Now there is a long debate of where farang (white people) should go to eat. Yes, there are upscale Thai restaurants that you can eat at but that’s not the to food I came to Thailand for not the food that’s going to show their culture the best. I came her to try new things, taste new flavors and have new stories. I say, stick with the places you see many locals eating at.  The market is your best bet when it comes to diversity.

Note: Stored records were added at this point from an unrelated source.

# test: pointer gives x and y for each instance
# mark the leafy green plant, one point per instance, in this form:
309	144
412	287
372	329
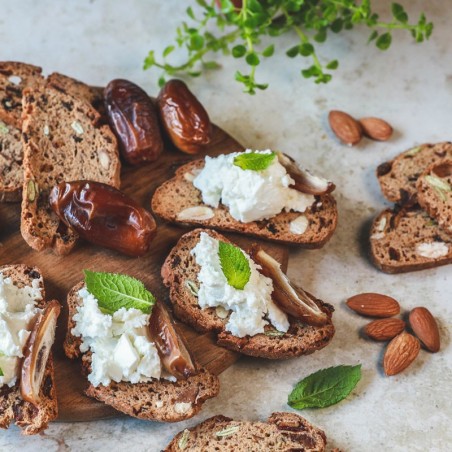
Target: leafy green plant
248	30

They have pretty much everything your “Thai” mind could imagine. Anything from rice topped with pork and a sweet whiskey sauce to noodle soup with dumplings and fried pork fat. You can also eat at a small restaurant, which usually tends to be home of the person who is cooking for you, on their bottom floor. The storefront opens up to the street and usually has a garage door to close up at night. These places either have anything and everything you could imagine or they stick to one thing like rice or noodles. Sometimes, if you’re lucky, you can find a Chinese restaurant. They tend to be a little more expensive but definitely worth it. The fusion of flavors are unreal. Your last option to look for food is the random, dispersed but plentiful, food stalls on the side of the street. You can tell what they are making just by looking: buns, rice bowls, noodle bowls, dim sum, roti, and anything you can dream of on a skewer (more on that to come).  These are always good and always very quick, sometimes eating at a sit down place can seem like it takes days to get your food. These little food stalls have anything you want and can go anywhere you want. They tend to be on wheels, and are easily movable. All you need is your finger and the courage to point to whatever looks good. Most of these places have the prices somewhere on the stall. This helps you stay away from being overcharged, which does happen.

Dried Chilies
Anywhere you go you can expect to spend from 20 baht for something so simple as rice with some veggies to 200 baht for something very extravagant like a whole cooked fish skewered on a metal rod and spun around over coals. Remember 34 baht is 1 American dollar. Thai food is cheap and that’s why Thai’s go out to eat, but not to forget that its also of great quality and superior taste. Thai’s live to eat and their beautiful food proves that. Thailand is a place to come, eat and be happy and that is what I hope this blog shows. It’s not a display of the many things to go do or the many places to see but the many things to eat and the many places to eat it at. I want to show that there are foods normal to American standards but more so that the foods so far from what we know and that those foods should be the ones desired. Thai’s know good food and this will be my interpretation of it.